Some of the problems I expect initially in answering my research question is the low availability of high amounts of publicly available biological data on which to test the performance of my high performance computing cluster. However, by conglomerating multiple data sources from around the web, I anticipate that I will be able to solve this problem. Another problem I anticipate is difficulty in building the cluster in a small space and keeping the temperature cool. I aim to fix this problem through thorough research on available ventillating systems for computing clusters which I can then build into my HPC.

  1. Bibliography:

[1] Caporaso, J. et al. (2010). QIIME allows analysis of high-throughput community sequencing data. Nature Methods, 7, 335–336-335–336.

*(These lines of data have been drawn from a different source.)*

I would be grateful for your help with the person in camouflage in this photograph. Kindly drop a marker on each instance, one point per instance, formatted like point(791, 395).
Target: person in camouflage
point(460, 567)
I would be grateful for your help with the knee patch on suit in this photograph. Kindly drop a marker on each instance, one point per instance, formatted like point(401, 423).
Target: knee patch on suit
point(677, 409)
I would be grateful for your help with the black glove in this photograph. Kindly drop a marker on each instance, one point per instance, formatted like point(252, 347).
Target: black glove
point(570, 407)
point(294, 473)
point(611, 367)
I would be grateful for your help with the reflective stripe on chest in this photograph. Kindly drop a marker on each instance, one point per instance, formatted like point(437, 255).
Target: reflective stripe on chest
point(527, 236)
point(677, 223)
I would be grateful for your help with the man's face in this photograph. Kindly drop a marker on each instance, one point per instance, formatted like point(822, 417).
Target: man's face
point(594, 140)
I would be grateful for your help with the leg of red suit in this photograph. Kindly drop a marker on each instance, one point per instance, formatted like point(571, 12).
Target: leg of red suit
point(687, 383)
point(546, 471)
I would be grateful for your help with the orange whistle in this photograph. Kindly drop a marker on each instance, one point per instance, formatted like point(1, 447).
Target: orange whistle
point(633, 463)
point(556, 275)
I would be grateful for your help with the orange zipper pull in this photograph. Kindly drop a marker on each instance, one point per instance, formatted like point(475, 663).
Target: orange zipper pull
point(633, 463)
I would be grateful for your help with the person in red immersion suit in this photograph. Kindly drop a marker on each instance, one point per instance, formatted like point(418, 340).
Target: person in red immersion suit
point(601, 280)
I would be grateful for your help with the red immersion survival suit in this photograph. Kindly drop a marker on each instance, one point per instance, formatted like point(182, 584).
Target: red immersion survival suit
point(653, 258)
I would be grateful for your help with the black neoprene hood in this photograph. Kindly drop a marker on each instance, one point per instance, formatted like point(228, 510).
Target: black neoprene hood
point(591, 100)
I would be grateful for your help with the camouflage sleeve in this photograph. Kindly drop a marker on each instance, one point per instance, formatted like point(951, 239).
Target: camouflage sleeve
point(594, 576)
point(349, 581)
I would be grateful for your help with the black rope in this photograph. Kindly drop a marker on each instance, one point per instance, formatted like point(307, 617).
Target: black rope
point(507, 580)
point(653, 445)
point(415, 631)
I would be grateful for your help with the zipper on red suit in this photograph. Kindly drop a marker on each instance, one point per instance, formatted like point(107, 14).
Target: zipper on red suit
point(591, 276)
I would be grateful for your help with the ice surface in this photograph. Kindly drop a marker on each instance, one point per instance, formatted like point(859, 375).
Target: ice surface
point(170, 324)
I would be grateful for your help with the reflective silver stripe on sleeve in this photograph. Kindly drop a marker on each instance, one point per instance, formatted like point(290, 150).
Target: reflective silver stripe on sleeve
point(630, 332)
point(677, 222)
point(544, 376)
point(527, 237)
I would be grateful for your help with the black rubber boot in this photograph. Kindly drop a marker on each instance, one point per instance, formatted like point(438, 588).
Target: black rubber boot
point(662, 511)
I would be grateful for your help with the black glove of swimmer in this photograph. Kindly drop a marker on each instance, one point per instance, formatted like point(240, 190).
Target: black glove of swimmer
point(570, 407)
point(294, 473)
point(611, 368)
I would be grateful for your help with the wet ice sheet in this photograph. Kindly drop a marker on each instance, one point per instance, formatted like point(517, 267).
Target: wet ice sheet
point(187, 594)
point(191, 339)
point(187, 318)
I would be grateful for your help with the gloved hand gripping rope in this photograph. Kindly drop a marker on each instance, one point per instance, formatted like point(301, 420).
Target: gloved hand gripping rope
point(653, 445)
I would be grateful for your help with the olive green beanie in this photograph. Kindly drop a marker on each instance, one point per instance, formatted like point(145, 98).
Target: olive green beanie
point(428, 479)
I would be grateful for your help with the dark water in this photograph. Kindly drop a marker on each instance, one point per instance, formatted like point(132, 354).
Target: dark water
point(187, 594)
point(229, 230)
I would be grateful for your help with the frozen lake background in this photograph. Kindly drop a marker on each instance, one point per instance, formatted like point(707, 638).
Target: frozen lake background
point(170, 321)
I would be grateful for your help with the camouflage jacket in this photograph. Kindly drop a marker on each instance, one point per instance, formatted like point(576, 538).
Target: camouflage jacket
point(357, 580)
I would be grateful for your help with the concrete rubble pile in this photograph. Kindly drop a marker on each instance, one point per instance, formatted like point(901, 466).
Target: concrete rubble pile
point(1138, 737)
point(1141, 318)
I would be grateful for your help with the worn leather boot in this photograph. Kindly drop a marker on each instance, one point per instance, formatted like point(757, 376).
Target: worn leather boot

[2] Zhang, K., Damevski, K., Venkatachalapathy, V., & Parker, S. (2004). SCIRun2: A CCA framework for high performance computing. High-Level Parallel Programming Models and Supportive Environments. Proceedings., 72-79.

[3] Sanbonmatsu, K., & Tung, C. (2007). High performance computing in biology: Multimillion atom simulations of nanoscale systems. Journal of Structural Biology, 157(3), 470-480.

[4] Okimoto, N., Futatsugi, N., Fuji, H., Suenaga, A., Morimoto, G., Yanai, R., ... Case, D. (2009). High-Performance Drug Discovery: Computational Screening by Combining Docking and Molecular Dynamics Simulations. PLoS Computational Biology, E1000528-E1000528.

[5] Pillardy, J. “Computational Biology Applications Suite for High Performance Computing (Bio HPC).” Cornell University.